How Indeed transformed its CI platform with GitLab

2 months ago 15
News Banner

Looking for an Interim or Fractional CTO to support your business?

Read more

Editor's note: From time to time, we invite members of our customer community to contribute to the GitLab Blog. Thanks to Carl Myers, Manager of CI Platforms at Indeed, for sharing your experience with GitLab.

Here at Indeed, our mission is to help people get jobs. Indeed is the #1 job site in the world with more than 350 million unique visitors every month.

For Indeed's Engineering Platform teams, we have a slightly different motto: "We help people to help people get jobs." As part of a data-driven engineering culture that has spent the better part of two decades always putting the job seeker first, we are responsible for building the tools that not only make this possible, but empower engineers to deliver positive outcomes to job seekers every day.

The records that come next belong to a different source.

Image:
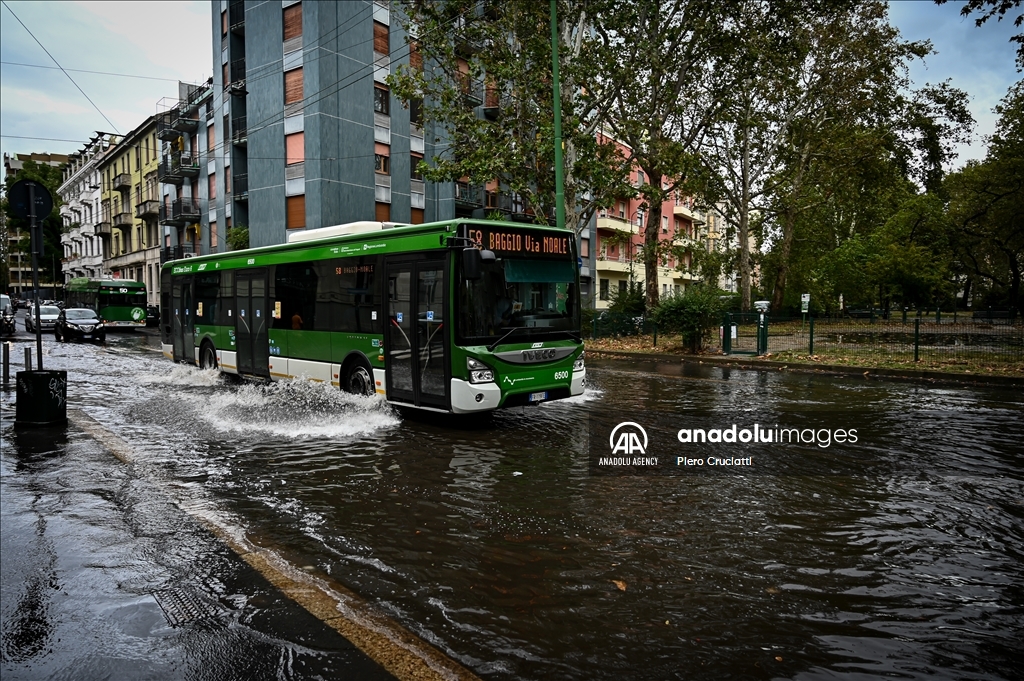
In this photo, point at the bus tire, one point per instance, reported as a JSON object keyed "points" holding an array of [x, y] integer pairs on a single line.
{"points": [[358, 378], [207, 356]]}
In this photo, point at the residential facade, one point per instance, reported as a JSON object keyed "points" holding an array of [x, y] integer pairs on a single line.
{"points": [[129, 209], [306, 132], [80, 192], [616, 240]]}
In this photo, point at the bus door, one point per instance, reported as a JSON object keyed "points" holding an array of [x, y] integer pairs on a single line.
{"points": [[252, 338], [416, 339], [182, 320]]}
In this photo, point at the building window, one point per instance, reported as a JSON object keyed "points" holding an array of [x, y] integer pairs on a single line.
{"points": [[293, 86], [382, 100], [295, 209], [295, 151], [293, 22], [381, 39]]}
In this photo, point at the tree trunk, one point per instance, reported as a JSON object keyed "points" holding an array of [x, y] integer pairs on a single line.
{"points": [[788, 227], [650, 241]]}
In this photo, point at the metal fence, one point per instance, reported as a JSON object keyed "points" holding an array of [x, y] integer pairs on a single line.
{"points": [[924, 338]]}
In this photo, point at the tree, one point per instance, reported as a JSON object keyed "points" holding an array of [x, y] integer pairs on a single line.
{"points": [[463, 50], [986, 208], [49, 176], [998, 9]]}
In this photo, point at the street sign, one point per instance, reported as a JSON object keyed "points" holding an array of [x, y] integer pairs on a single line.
{"points": [[18, 198]]}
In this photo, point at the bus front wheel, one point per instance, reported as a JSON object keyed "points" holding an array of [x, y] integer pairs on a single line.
{"points": [[359, 379], [207, 357]]}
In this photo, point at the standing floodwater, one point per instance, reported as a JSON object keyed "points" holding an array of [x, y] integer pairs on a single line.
{"points": [[902, 555]]}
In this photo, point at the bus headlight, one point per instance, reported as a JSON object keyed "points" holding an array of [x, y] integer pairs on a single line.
{"points": [[479, 372], [578, 366]]}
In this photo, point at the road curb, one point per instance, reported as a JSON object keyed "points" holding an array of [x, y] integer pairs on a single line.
{"points": [[866, 372]]}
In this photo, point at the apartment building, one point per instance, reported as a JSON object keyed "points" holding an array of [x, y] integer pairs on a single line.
{"points": [[81, 196], [129, 208], [186, 152], [616, 236], [304, 131]]}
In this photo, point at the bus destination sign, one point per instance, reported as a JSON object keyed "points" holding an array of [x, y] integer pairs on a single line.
{"points": [[509, 241]]}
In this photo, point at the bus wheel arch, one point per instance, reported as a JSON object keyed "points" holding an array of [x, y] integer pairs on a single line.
{"points": [[207, 355], [357, 375]]}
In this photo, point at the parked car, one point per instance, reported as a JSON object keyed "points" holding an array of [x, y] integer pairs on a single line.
{"points": [[79, 324], [47, 317]]}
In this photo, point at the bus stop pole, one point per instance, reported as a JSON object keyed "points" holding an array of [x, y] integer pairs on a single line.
{"points": [[37, 248]]}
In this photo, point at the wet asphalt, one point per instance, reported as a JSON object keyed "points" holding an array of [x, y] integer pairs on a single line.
{"points": [[102, 577]]}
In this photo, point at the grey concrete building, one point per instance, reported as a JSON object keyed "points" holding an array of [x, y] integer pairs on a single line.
{"points": [[307, 133]]}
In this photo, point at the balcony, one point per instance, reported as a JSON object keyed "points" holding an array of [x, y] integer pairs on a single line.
{"points": [[183, 123], [468, 196], [165, 129], [188, 164], [238, 84], [237, 16], [470, 90], [122, 220], [623, 225], [179, 212], [147, 209], [240, 133], [615, 263], [169, 170], [240, 185], [689, 213], [169, 253]]}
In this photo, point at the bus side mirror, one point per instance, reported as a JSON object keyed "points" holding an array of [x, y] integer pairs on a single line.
{"points": [[471, 261]]}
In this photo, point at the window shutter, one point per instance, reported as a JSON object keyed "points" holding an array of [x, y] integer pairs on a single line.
{"points": [[293, 22], [295, 147], [295, 207], [293, 86], [380, 39]]}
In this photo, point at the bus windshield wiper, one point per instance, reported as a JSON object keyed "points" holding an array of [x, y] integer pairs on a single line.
{"points": [[502, 339]]}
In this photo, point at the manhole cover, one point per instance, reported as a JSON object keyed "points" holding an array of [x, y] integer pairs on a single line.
{"points": [[184, 605]]}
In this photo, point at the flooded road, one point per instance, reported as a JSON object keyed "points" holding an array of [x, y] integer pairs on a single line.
{"points": [[493, 541]]}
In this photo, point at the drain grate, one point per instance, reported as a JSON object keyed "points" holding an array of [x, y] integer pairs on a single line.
{"points": [[184, 605]]}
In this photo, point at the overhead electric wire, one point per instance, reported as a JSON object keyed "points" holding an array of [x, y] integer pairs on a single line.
{"points": [[61, 68], [82, 71]]}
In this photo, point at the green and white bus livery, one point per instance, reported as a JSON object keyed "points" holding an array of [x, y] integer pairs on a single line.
{"points": [[461, 316], [119, 302]]}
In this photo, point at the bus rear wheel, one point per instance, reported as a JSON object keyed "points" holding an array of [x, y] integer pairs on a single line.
{"points": [[207, 357], [359, 379]]}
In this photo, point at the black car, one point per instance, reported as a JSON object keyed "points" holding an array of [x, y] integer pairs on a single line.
{"points": [[79, 324]]}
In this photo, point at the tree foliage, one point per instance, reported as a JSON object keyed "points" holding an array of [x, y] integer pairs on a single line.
{"points": [[49, 262]]}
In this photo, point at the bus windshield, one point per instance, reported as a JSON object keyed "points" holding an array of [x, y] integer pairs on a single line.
{"points": [[536, 295]]}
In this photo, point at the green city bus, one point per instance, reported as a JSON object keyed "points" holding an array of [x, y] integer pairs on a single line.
{"points": [[119, 302], [461, 316]]}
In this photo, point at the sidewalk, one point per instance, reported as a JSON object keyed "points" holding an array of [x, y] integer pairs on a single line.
{"points": [[101, 576]]}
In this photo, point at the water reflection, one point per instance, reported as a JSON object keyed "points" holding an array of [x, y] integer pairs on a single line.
{"points": [[495, 543]]}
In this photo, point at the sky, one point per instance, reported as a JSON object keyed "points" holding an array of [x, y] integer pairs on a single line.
{"points": [[167, 42]]}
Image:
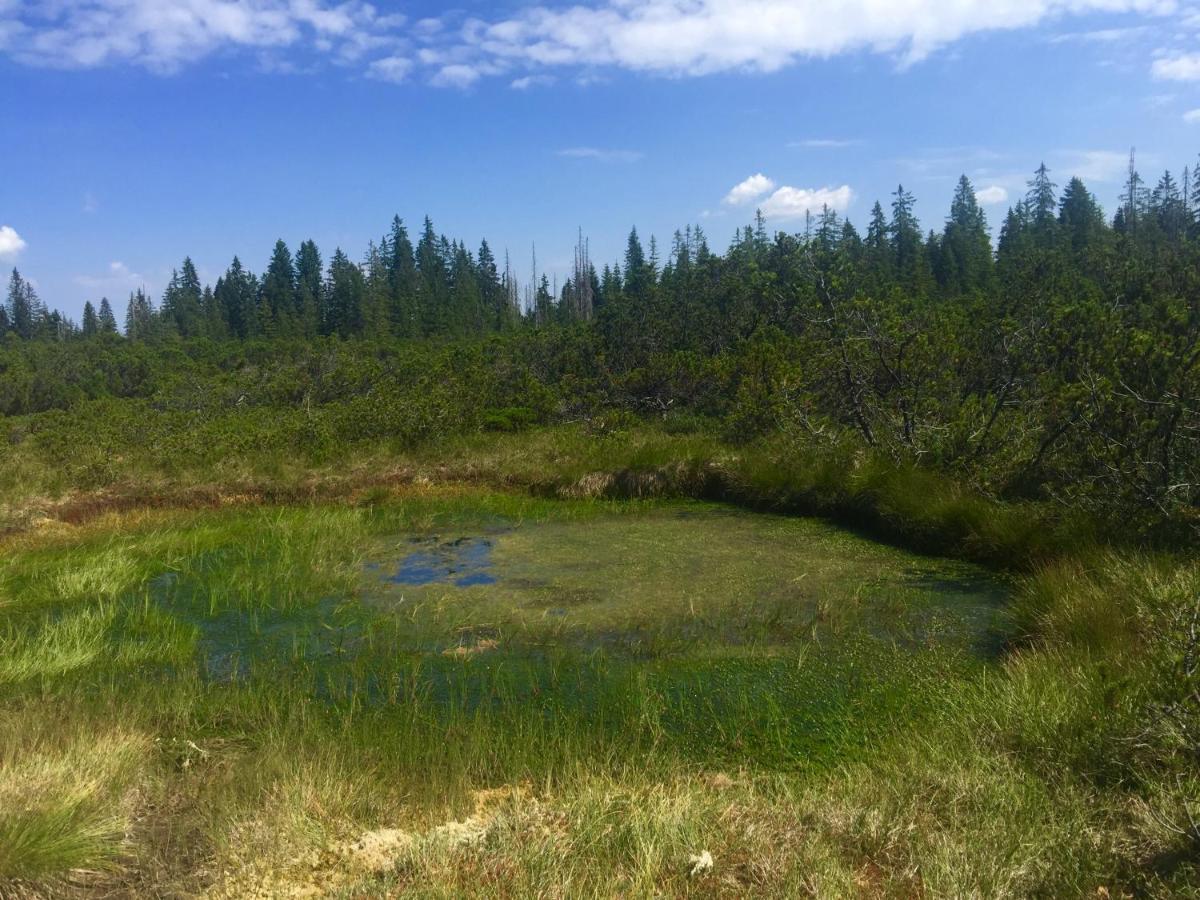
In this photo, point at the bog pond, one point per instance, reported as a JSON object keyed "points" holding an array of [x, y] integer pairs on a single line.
{"points": [[700, 630]]}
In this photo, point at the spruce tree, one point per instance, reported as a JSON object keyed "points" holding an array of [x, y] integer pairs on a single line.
{"points": [[90, 321], [277, 310], [309, 299], [107, 321], [965, 258]]}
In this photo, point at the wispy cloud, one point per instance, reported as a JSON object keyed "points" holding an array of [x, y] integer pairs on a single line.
{"points": [[791, 203], [600, 155], [1177, 67], [11, 244], [749, 191], [117, 280], [678, 37], [527, 82], [786, 203], [991, 195]]}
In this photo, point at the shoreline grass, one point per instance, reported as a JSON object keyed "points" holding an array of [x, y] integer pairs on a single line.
{"points": [[1063, 768]]}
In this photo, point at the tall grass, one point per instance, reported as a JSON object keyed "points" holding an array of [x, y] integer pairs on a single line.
{"points": [[1067, 768]]}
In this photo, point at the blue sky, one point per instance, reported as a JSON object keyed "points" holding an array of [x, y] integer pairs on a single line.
{"points": [[136, 132]]}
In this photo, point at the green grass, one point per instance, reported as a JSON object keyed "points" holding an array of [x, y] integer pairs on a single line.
{"points": [[227, 701]]}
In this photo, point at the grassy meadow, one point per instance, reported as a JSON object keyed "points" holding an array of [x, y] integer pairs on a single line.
{"points": [[634, 671]]}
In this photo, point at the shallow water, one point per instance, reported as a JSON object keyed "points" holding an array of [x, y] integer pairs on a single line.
{"points": [[678, 579]]}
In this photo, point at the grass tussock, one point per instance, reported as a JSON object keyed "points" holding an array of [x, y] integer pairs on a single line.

GitLab Continuous Integration has allowed Indeed’s CI Platform team of just 11 people to effectively support thousands of users across the company. Other benefits Indeed has realized by moving to GitLab CI include:

  • 79% increase in daily pipelines
  • 10-20% lower CI hardware costs
  • Decreased support burden

Evolving our CI platform: From Jenkins to a scalable solution

Like many large technology companies, we built our CI platform organically as the company scaled, using the de facto open source and industry standard solutions available at the time. Back in 2007, when Indeed had fewer than 20 engineers, we were using Hudson, Jenkins’ direct predecessor.

Today, through nearly two decades of growth, we have thousands of engineers. As new technology became available, we made incremental improvements, switching to Jenkins around 2011. Another improvement allowed us to move most of our workloads to dynamic cloud worker nodes using AWS EC2. As we entered the Kubernetes age, however, the system architecture reached its limits.

Jenkins’ architecture was not created with the cloud in mind. Jenkins operates by having a "controller" node, a single point of failure that runs critical parts of a pipeline and farms out certain steps to worker nodes (which can scale horizontally to some extent). Controllers are also a manual scaling axis.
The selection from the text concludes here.